Princeton-CDH / ppa-nlp

Discovering patterns in poetry’s data with machine learning; software for use with Princeton Prosody Archive (PPA) full-text corpus
1 stars 0 forks source link

update baseline Google Vision OCR script with new parameters #63

Closed mnaydan closed 1 month ago

mnaydan commented 2 months ago

For consistency, use argparse for the parameters; directory/images can use pathlib objects instead of strings.

For input image selection: I think this script should be agnostic about ppa ids and should just be run from a directory and create the same structure in the specified output directory. My inclination is to make the path input an n-args option so we can provide a number of directories at once, and then we use glob to find images nested anywhere under the specified paths. Currently version of the script looks for .jpg; I suggest for now we just look for whatever extension the Gale TIFF images use, and make this configurable later on if we decide to use for other content.

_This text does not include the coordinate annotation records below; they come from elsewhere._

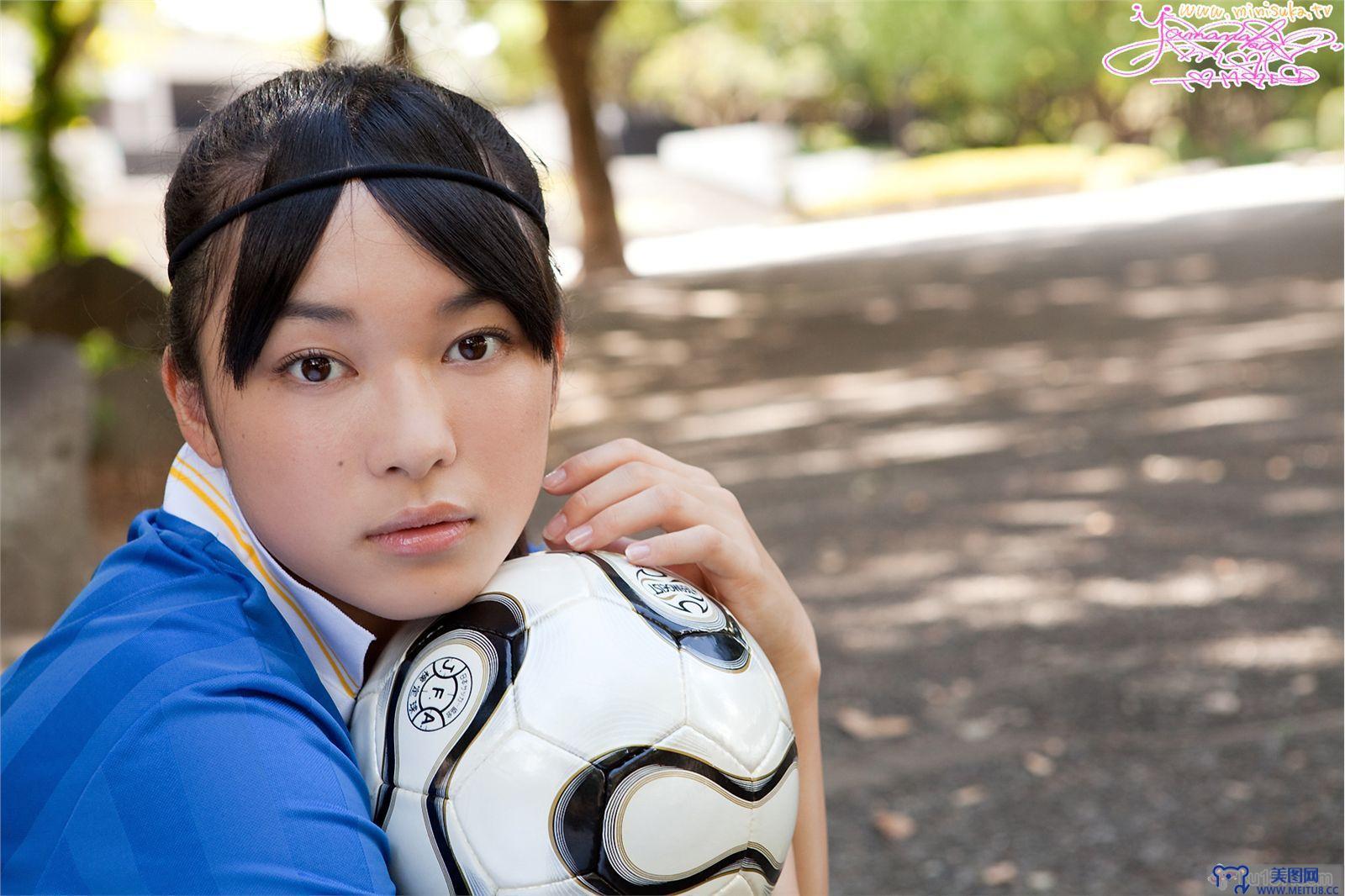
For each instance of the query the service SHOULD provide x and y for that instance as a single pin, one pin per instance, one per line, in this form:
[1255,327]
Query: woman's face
[403,407]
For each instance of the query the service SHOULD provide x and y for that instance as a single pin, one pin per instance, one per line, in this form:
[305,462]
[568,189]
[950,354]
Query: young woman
[349,356]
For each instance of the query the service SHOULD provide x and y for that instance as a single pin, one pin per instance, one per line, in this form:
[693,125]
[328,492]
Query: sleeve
[237,784]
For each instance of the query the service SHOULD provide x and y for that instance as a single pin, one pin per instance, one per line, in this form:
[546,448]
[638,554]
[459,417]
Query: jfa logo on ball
[439,693]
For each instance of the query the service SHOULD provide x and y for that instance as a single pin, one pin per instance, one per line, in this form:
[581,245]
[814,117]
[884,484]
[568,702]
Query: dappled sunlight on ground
[1066,513]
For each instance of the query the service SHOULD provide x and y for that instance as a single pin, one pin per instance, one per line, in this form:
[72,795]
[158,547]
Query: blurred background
[1028,374]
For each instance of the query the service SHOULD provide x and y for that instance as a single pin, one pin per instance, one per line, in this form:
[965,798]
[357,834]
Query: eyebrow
[338,315]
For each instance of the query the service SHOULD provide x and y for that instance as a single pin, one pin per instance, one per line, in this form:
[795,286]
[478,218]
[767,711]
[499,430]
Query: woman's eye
[313,367]
[477,346]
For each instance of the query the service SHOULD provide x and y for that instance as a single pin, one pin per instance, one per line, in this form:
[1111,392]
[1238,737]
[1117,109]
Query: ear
[562,345]
[188,405]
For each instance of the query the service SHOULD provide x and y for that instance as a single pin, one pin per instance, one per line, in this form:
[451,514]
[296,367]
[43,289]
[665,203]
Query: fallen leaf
[1039,764]
[968,795]
[861,725]
[894,825]
[999,873]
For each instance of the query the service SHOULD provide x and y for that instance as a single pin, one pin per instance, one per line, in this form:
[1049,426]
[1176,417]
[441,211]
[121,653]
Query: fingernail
[556,526]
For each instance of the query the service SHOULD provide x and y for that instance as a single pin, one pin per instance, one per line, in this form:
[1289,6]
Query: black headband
[338,175]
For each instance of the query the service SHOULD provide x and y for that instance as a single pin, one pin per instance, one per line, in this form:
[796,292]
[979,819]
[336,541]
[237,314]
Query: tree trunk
[572,27]
[61,42]
[398,49]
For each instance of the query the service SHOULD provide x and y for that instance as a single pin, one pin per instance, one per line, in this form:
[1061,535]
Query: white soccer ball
[584,725]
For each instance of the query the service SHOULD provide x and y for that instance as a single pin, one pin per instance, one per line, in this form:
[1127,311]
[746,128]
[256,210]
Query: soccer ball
[583,725]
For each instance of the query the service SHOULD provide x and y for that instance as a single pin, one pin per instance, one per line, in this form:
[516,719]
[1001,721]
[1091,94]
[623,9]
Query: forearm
[809,846]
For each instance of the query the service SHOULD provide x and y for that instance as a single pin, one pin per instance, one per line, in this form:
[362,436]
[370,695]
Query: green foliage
[946,74]
[60,30]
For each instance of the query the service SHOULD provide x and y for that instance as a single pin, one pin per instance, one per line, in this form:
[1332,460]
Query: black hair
[330,116]
[336,114]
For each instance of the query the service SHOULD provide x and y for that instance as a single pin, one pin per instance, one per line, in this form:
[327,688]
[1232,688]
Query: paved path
[1066,510]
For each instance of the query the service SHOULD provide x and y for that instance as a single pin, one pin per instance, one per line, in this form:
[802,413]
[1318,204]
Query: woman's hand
[625,486]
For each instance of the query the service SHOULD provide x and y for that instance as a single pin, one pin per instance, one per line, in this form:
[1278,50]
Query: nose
[412,428]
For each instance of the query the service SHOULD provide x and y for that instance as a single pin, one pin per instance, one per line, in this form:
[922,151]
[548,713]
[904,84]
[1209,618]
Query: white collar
[334,642]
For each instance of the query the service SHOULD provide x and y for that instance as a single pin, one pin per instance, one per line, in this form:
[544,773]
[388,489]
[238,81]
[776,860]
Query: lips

Script should be set up like the filter script, so you can run it from the command line locally or from the main method via installed package.

Current script logic is not to regenerate ocr if the output files are detected at the expected location; that seems reasonable to me to keep. We might want an override/regenerate option later on but let's not add it until we know we need it.

mnaydan commented 1 month ago

Decision to tidy up the tests/code and write 1 additional test for logic Laure was concerned about.